Cette prise en main du langage, réduit au banal statut d’outil politique, vient également servir une cause fondamentale pour l’appareil totalitaire, la violence et son apologie. Le terme d’apologie n’est d’ailleurs pas le plus approprié, tant la volonté manifeste est plutôt de normaliser la violence, de la faire entrer si profondément dans les mœurs qu’elle ne constitue plus une mesure de dernier recours ou d’exception. Ainsi, la place de l’argumentation est scrutée ; hier gage de la libre circulation de la parole et de la pensée, elle devient par le prisme totalitaire le prétexte vicié à l’adhésion uniforme à une doxa. Ainsi, la légitimation de la violence se fait par la détermination d’un Mal absolu, identifiable et présumé reconnu par tous. Cette simplification outrancière, que décrivait déjà George Bernanos comme un outil de coercition particulièrement vicieux, contribue à justifier l’usage systématique de la violence à l’endroit des tenants de ce Mal, passés du statut de contestataires à celui d’ennemis mortels.
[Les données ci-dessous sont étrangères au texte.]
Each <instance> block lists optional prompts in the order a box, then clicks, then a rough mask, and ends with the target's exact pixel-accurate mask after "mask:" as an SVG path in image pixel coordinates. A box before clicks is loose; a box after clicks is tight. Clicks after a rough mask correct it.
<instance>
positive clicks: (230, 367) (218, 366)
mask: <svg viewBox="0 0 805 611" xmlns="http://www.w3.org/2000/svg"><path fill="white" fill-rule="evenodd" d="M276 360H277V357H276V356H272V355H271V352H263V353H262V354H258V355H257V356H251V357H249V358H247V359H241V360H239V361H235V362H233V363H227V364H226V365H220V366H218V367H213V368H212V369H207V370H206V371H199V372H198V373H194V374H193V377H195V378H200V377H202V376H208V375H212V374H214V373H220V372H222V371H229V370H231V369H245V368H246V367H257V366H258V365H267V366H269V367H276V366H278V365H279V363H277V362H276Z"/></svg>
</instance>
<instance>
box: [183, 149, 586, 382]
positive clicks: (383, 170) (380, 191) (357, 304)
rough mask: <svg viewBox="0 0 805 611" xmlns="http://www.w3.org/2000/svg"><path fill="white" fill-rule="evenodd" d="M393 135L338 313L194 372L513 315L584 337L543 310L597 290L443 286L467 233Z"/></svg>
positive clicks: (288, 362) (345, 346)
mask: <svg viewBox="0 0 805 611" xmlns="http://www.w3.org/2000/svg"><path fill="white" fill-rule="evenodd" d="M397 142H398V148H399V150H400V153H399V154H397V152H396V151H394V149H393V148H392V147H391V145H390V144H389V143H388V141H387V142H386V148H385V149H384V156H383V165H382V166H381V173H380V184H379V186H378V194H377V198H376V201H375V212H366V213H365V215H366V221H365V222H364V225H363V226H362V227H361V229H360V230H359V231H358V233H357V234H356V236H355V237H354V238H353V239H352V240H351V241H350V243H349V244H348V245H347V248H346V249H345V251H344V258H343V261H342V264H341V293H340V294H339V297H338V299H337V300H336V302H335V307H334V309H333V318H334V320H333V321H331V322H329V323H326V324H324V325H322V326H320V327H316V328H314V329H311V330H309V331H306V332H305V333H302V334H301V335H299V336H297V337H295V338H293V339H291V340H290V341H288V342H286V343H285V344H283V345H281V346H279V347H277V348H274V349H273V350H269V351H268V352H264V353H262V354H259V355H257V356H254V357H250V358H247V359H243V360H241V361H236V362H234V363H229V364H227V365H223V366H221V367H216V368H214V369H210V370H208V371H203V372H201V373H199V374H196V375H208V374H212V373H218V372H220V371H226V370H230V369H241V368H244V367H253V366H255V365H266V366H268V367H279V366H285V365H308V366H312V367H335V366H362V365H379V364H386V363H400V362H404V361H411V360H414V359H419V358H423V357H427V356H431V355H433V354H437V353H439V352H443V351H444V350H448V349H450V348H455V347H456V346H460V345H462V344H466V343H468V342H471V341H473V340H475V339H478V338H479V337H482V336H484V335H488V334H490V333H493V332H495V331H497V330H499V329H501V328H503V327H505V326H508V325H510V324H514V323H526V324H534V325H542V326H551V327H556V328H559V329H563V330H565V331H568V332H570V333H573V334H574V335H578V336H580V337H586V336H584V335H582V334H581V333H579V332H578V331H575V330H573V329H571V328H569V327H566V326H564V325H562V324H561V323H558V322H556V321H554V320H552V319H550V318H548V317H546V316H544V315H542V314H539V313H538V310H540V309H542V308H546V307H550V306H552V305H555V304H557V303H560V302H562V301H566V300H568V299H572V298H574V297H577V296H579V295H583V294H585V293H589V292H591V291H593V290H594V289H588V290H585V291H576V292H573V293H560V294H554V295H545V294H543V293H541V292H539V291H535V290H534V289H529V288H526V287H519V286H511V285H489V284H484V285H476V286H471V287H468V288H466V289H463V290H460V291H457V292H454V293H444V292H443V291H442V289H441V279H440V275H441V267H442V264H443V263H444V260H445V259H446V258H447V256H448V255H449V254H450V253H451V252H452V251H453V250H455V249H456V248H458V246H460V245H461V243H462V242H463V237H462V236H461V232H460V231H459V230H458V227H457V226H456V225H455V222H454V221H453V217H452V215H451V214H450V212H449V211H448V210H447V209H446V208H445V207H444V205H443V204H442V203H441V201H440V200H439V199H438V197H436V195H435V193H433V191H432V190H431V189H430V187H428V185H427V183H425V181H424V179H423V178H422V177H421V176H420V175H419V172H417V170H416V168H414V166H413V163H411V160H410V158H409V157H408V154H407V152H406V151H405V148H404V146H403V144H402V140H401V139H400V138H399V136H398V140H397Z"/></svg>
Cette technique de la création d’un ennemi total, permise par les manipulations du langage, constitue un préliminaire à une véritable négation de l’individu. C’est désormais un tout collectif qui s’engage à éliminer un tout ennemi, et c’est sur ce postulat que repose la justification totalitaire des meurtres de masse. Ainsi, au détour de l’étude de nombreux exemples historiques, plusieurs auteurs dans cet ouvrage s’attachent à étudier ce phénomène dans d’autres circonstances que l’État nazi. Ces études comparées sont à la fois un prétexte à une “mise à jour” de la perspective de Klemperer, et une confirmation de sa pertinence globale : quel que soit le contexte, une altération du sens des mots, l’apparition de néologismes et le détournement de la rhétorique semblent inévitablement au rendez-vous des régimes politiques aux aspects totalitaires.

Cet ouvrage constitue une lecture tout à fait intéressante et complète sur la question. Le XXe siècle est traversé par un bouleversement du langage, et s’offrent ici des clés de compréhension quant à leur portée totalitaire ou non. Il est d’ailleurs tout à fait intéressant de constater que la technique de l’amalgame, détaillée dans l’article de Roselyne Koren, ne s’est évidemment pas arrêtée à l’année 1945 ou même 1991, comme en témoignent les utilisations récurrentes et actuelles des qualificatifs de “facho”, “collabos” ou bien encore “bolchos” dans les anathèmes lancés d’un camp à l’autre. Ainsi, à l’heure de la surabondance des fameux éléments de langage dans le débat public, et au moment où la politique en tant que symbolique semble de nouveau perdre de son sens, voilà une lecture à-propos. Ne se contentant pas de se faire glossateurs de l’œuvre de Klemperer, les auteurs sollicités soupèsent sa pertinence dans d’autres contextes, et tâchent d’en éclaircir origines et conséquences. Voilà une ambition qui ne manque pas de hauteur de vue, et qui permet de repenser, nécessairement, la place de la rhétorique, du politique et de la parole dans une société qui se voudrait post-idéologique.